Recent studies have suggested that
theophylline, a nonspecific phospho-diesterase inhibitor, has useful anti-inflammatory actions in
asthma.
Phosphodiesterase 4 (PDE4) represents the predominant PDE
isoenzyme present in inflammatory cells.
PDE4 inhibitors might, therefore, have beneficial effects in
asthma. Side-effects, specifically
nausea, have limited the use of existing agents.

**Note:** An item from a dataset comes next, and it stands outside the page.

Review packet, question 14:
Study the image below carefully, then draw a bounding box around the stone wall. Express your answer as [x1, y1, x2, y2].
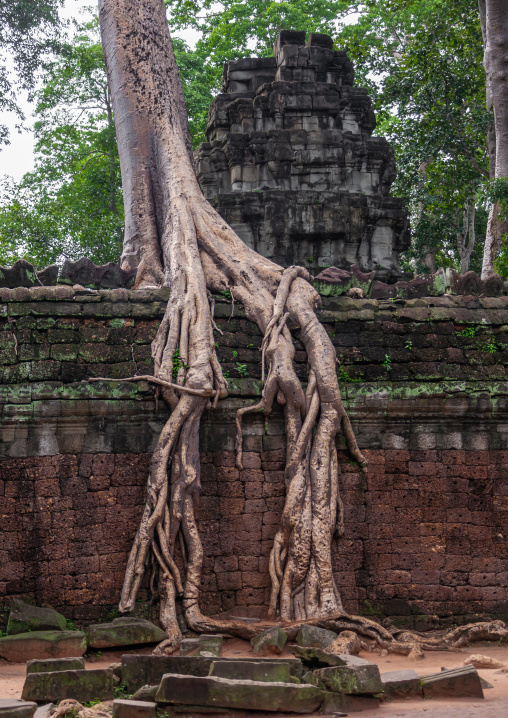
[0, 287, 508, 627]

CDP840 is an orally active, potent and selective
PDE4 inhibitor. We have examined the effect of
CDP840 on the
allergen-induced asthmatic response, its possible modes of action, and its tolerability at therapeutic doses. A total of 54 patients were recruited to three double-blind, placebo-controlled studies. The first study examined the effect of
CDP840 (15 mg b.i.d. for 9.5 days) on the
allergen-induced asthmatic response in patients with known dual response to
allergen. A second study examined the effect of
CDP840 (15 mg b.i.d. for 9.5 days) on airway responsiveness to
histamine. A third study examined whether single dose
CDP840 (15 and 30 mg) had significant bronchodilatory effects. In all studies,
CDP840 was well-tolerated, with no patients reporting
nausea.
CDP840 did not lead to changes in baseline forced expiratory volume in one second (FEV1) as compared to placebo. The late asthmatic response (LAR) to
allergen, expressed as area under the curve at 3-8 h (AUC3-8h), was inhibited by 30% (p=0.016), an effect which persisted to the end of the observation period. The early asthmatic response (EAR) was unaffected, and there was no bronchodilatory effect at the doses used. Treatment with
CDP840 did not affect bronchial hyperresponsiveness to
histamine. In conclusion,
CDP840 significantly attenuated the late asthmatic response to
allergen challenge in the absence of any bronchodilatory or
histamine antagonist effect. This suggests that
CDP840 may exert its effects via an anti-inflammatory mechanism.